Bisnis.com, JAKARTA — Importir alat deteksi Covid-19 seperti PCR dan Rapid Test Antigen dikuasai secara dominan oleh kelompok perseorangan atau korporasi non-pemerintah. Malahan sejumlah korporasi itu tidak memiliki latar belakang bisnis yang berkaitan dengan kesehatan masyarakat.
Berdasarkan dokumen importasi yang diterima Bisnis, dominasi impor alat kesehatan dari pihak korporasi non pemerintah mencapai 77,16 persen dari keseluruhan pengadaan barang selama tiga semester pandemi virus Corona di Tanah Air.
Sementara itu, pemerintah hanya memegang 16,67 persen dari keseluruhan aktivitas impor alat kesehatan penanganan Covid-19 itu. Sisanya, 6,18 persen pengadaan barang dari luar negeri dilakukan oleh lembaga non-profit.

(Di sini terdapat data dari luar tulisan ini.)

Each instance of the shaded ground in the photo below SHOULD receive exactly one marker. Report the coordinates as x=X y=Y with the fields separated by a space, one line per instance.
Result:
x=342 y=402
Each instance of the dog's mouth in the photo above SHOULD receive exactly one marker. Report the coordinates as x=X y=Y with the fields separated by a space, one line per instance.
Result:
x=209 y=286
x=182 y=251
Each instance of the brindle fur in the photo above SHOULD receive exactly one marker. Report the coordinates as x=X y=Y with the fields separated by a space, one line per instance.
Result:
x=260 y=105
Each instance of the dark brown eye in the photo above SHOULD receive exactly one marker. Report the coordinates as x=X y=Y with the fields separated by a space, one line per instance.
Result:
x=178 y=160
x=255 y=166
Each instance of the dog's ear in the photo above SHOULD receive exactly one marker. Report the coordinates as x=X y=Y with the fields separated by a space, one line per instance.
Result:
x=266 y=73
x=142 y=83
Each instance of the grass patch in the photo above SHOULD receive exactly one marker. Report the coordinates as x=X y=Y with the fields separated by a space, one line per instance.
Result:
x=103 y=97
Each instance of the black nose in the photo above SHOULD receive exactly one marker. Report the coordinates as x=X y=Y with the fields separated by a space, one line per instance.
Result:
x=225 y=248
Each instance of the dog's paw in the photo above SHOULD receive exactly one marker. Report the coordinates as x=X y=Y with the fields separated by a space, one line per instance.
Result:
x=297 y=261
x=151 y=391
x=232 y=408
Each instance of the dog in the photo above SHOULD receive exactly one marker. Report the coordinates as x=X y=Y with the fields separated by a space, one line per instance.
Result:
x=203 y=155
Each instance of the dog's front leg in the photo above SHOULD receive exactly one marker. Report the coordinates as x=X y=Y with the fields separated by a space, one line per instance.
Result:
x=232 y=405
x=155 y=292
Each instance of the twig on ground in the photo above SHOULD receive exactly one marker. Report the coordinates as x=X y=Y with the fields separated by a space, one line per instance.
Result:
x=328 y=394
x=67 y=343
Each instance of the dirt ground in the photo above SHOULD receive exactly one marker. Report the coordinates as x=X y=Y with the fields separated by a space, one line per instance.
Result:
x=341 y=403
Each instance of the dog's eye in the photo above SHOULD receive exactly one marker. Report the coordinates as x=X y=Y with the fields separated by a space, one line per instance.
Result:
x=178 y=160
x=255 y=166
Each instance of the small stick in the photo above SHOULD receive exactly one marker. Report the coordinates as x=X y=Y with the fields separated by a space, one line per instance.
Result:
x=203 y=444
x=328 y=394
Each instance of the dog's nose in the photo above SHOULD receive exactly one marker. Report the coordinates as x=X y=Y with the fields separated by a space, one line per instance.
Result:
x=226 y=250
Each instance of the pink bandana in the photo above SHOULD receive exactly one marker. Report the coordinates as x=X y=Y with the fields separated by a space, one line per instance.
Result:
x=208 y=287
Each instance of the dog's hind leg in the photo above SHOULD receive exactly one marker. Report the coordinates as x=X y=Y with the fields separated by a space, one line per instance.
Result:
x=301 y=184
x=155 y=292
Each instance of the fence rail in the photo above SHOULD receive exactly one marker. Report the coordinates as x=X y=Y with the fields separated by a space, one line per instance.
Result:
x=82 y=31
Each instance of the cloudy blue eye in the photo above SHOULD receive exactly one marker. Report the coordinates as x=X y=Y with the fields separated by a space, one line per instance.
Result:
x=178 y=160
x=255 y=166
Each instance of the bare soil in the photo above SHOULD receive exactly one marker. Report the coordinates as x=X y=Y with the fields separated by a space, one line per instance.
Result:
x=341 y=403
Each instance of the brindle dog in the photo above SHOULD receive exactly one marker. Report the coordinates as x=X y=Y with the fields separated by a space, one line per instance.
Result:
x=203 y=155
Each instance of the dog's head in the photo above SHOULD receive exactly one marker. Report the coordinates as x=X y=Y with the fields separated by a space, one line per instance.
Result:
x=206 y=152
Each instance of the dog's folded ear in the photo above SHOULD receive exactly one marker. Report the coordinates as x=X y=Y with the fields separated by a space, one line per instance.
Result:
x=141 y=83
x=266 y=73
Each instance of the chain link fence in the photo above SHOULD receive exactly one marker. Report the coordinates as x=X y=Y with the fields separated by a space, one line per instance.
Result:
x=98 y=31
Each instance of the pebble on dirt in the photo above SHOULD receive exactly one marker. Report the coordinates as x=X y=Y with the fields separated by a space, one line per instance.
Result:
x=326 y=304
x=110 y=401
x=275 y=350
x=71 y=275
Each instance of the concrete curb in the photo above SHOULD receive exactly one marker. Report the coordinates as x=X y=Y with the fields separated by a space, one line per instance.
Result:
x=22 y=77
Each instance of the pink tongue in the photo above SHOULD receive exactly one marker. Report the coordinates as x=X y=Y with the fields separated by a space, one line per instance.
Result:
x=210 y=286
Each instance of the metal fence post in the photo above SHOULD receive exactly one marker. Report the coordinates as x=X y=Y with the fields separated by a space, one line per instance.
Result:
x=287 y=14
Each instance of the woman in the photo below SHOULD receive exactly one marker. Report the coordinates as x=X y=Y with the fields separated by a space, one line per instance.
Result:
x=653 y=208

Sejumlah entitas bisnis swasta yang cukup dominan dalam aktivitas importasi itu di antaranya perusahaan kecantikan PT Jenny Cosmetics dengan nilai impor sebesar US$43,6 juta atau 4 persen dari keseluruhan impor untuk pasar domestik, kelompok usaha Dexa Group PT. Beta Pharmacon sebesar US$36,4 juta atau 3,34 persen, perusahaan teknologi medis asal Jerman Dräger Medical Indonesia sebesar US$21,5 juta atau 1,98 persen.

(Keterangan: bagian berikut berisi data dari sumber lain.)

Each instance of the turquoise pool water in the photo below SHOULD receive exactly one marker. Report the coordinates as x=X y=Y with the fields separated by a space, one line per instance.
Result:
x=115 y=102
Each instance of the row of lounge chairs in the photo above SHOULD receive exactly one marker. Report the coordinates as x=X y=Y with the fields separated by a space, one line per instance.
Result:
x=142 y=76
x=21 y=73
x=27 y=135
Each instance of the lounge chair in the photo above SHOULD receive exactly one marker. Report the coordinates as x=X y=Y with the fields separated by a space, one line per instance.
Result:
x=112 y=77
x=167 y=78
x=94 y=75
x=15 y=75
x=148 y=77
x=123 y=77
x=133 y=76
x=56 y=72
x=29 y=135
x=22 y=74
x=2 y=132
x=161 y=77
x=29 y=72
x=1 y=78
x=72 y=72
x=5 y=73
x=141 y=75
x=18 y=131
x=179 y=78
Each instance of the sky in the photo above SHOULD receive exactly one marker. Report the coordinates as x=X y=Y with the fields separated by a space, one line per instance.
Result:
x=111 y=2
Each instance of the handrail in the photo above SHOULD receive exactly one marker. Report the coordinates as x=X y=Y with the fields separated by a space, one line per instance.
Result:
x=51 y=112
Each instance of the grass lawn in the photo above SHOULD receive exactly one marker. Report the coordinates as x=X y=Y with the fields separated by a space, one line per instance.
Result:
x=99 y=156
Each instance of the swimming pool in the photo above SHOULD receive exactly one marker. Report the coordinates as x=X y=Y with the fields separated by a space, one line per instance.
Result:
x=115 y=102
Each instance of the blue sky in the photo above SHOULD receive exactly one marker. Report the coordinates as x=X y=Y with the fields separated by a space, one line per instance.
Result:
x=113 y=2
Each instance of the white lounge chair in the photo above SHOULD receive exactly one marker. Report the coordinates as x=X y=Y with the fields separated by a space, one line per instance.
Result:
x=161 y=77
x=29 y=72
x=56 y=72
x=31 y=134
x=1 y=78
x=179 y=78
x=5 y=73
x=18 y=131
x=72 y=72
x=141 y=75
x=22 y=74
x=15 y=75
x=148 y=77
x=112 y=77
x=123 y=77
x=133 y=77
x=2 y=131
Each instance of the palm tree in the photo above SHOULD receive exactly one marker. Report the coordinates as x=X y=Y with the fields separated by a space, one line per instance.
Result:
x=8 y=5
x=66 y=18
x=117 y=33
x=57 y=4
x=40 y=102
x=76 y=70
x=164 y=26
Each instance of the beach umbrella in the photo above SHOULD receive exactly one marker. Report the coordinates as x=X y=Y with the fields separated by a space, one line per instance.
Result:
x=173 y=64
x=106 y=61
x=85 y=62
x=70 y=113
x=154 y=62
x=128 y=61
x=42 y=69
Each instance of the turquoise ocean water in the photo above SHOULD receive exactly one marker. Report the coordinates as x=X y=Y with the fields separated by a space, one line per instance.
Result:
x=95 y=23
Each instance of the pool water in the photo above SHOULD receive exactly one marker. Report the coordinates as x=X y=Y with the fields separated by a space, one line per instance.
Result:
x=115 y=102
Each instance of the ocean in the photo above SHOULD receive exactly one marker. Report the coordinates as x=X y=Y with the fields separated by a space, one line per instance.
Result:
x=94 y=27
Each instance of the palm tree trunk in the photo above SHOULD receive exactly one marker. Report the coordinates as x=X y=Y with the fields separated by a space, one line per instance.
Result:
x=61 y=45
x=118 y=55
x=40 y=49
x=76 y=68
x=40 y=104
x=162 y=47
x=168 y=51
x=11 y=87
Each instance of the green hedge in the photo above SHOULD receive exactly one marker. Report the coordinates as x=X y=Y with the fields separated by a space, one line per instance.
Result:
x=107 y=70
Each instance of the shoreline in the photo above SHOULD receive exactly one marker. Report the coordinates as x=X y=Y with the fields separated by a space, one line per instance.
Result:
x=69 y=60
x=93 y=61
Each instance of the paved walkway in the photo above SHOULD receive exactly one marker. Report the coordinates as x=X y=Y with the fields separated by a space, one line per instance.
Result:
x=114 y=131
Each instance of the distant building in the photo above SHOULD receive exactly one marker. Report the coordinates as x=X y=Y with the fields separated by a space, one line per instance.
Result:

Selain itu, perusahaan tekstil multi nasional PT Pan Brothers US$21,07 juta atau 1,93 persen, perusahaan ketel uap PT Trimitra Wisesa Abadi sebesar US$20,8 juta atau 1,91 persen, perusahaan laboratorium diagnostik molekular PT Sinergi Utama Sejahtera sebesar US$20,8 atau 1,91 persen dan perusahaan alat kesehatan Cahaya Medical Indonesia sebesar US$20,7 juta atau 1,90 persen.
Importasi alat kesehatan untuk penanganan Covid-19 dari pemerintah dikerjakan oleh Badan Nasional Penanggulangan Bencana atau BNPB sebesar US$68,6 juta atau 6,29 persen dari pengadaan barang untuk kebutuhan dalam negeri. Selain BNPB, Pusat Keuangan Kementerian Pertahanan juga melakukan impor dengan nilai mencapai US$18,7 juta atau 1,72 persen.
Baca Juga
Dari lembaga non-profit, Yayasan Buddha Tzu Chi Indonesia terbilang melakukan impor alat kesehatan yang relatif tinggi dengan nilai US$21,07 juta atau 1,93 persen dari kebutuhan nasional.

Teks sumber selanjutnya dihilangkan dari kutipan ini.